If you aren't familiar with Microsoft's SOA Strategy, I'll sum it up for you:
BizTalk + WCF + Vaporware = SOA
Yesterday, I attended a Microsoft SOA event to get briefed on their strategy. To say the least, I found myself disappointed. After 3 hours of showing slides and demo's I finally concluded that Microsoft's SOA efforts to date have been a failure.
At the heart of their strategy is BizTalk. It's the one SKU that they can actually sell that is related to SOA. And if you listen to Microsoft, you'll be told that virtually all SOA paths lead to BizTalk. If memory serves me, BizTalk was released in Beta in 1998 and became generally available in December of 2000. This isn't exactly a new SOA product.

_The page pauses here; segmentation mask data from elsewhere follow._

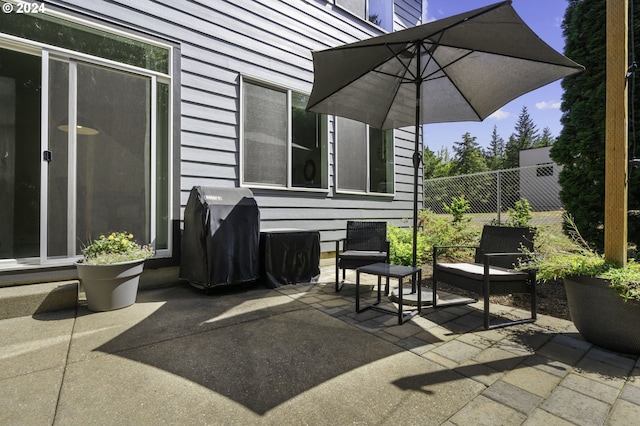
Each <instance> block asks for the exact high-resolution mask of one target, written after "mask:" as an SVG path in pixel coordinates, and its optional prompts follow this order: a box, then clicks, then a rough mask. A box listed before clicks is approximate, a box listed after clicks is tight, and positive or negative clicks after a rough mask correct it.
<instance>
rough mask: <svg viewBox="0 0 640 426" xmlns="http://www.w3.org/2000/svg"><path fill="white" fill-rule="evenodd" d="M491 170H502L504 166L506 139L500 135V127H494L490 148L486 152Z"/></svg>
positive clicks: (488, 163)
mask: <svg viewBox="0 0 640 426" xmlns="http://www.w3.org/2000/svg"><path fill="white" fill-rule="evenodd" d="M484 157H485V160H486V162H487V167H489V170H500V169H502V167H503V165H504V139H502V137H500V135H499V134H498V127H497V126H493V132H492V133H491V141H490V142H489V148H488V149H487V150H486V151H485V152H484Z"/></svg>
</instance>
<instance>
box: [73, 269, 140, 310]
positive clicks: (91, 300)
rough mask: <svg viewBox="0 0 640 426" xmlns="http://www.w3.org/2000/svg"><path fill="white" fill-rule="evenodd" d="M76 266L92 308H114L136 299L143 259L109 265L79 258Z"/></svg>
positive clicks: (87, 299) (109, 309)
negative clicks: (85, 261)
mask: <svg viewBox="0 0 640 426" xmlns="http://www.w3.org/2000/svg"><path fill="white" fill-rule="evenodd" d="M76 268H77V269H78V277H79V278H80V281H81V282H82V285H83V286H84V291H85V294H86V296H87V308H89V310H90V311H93V312H102V311H112V310H114V309H120V308H125V307H127V306H130V305H133V304H134V303H135V301H136V296H137V294H138V283H139V281H140V274H142V270H143V268H144V259H140V260H133V261H130V262H121V263H113V264H110V265H85V264H83V263H82V262H78V263H76Z"/></svg>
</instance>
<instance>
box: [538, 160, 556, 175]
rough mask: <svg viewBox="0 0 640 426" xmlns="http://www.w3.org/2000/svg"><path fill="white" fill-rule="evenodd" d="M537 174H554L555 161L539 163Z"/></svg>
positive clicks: (551, 174)
mask: <svg viewBox="0 0 640 426" xmlns="http://www.w3.org/2000/svg"><path fill="white" fill-rule="evenodd" d="M536 176H537V177H544V176H553V163H544V164H538V165H537V167H536Z"/></svg>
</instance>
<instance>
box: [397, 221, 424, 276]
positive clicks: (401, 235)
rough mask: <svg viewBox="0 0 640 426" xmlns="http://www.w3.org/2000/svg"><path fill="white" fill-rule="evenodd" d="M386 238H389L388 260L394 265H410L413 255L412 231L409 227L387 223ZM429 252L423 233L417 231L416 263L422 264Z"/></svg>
mask: <svg viewBox="0 0 640 426" xmlns="http://www.w3.org/2000/svg"><path fill="white" fill-rule="evenodd" d="M387 238H388V239H389V246H390V248H389V261H390V262H391V263H393V264H395V265H404V266H411V263H412V260H413V259H412V257H413V250H412V249H413V231H412V229H411V228H400V227H397V226H393V225H389V227H388V229H387ZM428 254H429V249H428V246H427V244H426V239H425V235H424V234H423V233H422V232H418V250H417V253H416V259H417V260H416V261H417V264H418V265H422V264H423V263H424V262H425V261H426V260H427V256H428Z"/></svg>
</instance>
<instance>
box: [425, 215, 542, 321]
mask: <svg viewBox="0 0 640 426" xmlns="http://www.w3.org/2000/svg"><path fill="white" fill-rule="evenodd" d="M534 237H535V229H533V228H529V227H515V226H513V227H512V226H490V225H486V226H485V227H484V228H483V230H482V236H481V237H480V244H479V246H436V247H434V248H433V306H434V307H446V306H453V305H460V304H465V303H467V302H449V303H438V302H437V294H436V293H437V291H438V283H446V284H448V285H450V286H454V287H458V288H462V289H464V290H468V291H471V292H473V293H476V294H479V295H481V296H482V298H483V300H484V328H485V329H486V330H488V329H493V328H499V327H506V326H509V325H516V324H523V323H529V322H534V321H535V320H536V276H535V271H523V270H516V269H514V268H515V267H516V266H517V265H518V264H519V262H520V259H523V258H525V257H526V254H525V253H524V252H523V248H525V249H526V250H528V251H529V252H532V251H533V240H534ZM455 248H459V249H464V248H467V249H469V248H471V249H475V259H474V263H443V262H441V261H440V258H439V257H438V256H440V253H441V251H442V250H443V249H455ZM519 293H527V294H529V295H530V296H531V317H530V318H526V319H519V320H513V321H508V322H503V323H499V324H496V325H491V324H490V322H489V296H490V295H505V294H519Z"/></svg>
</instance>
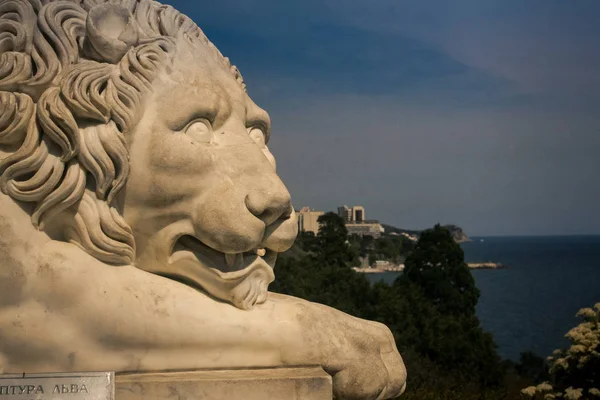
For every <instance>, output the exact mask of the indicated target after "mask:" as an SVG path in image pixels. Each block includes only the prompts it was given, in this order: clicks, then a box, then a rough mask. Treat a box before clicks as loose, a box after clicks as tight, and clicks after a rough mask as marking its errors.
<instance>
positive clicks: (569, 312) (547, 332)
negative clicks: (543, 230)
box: [367, 236, 600, 361]
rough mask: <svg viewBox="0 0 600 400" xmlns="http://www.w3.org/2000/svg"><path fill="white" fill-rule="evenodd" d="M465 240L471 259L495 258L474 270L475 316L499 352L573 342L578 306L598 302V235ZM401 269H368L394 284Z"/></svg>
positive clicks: (465, 254) (599, 302)
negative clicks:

Windows Communication Foundation (WCF) is a fairly new component that was introduced in the last couple years as a pluggable framework to enable the Web service protocols.
The third part of the equation is Oslo. This mythical beast is basically the next version of a bunch of products which will help build on the vision of Software Factories. Oslo will not be 'released' as a unit, but rather each individual product will get released on its own timeline.
Robert Wahbe, the Microsoft executive in charge of the Connected Systems vision, must either be sitting on some elaborate game plan which involves a well-kept secret to acquire some actual SOA products, or he's in serious trouble. It is clear that Microsoft no longer has the killer instinct that it had years ago. But even then, the lack of results in this area must stand out like a sore thumb.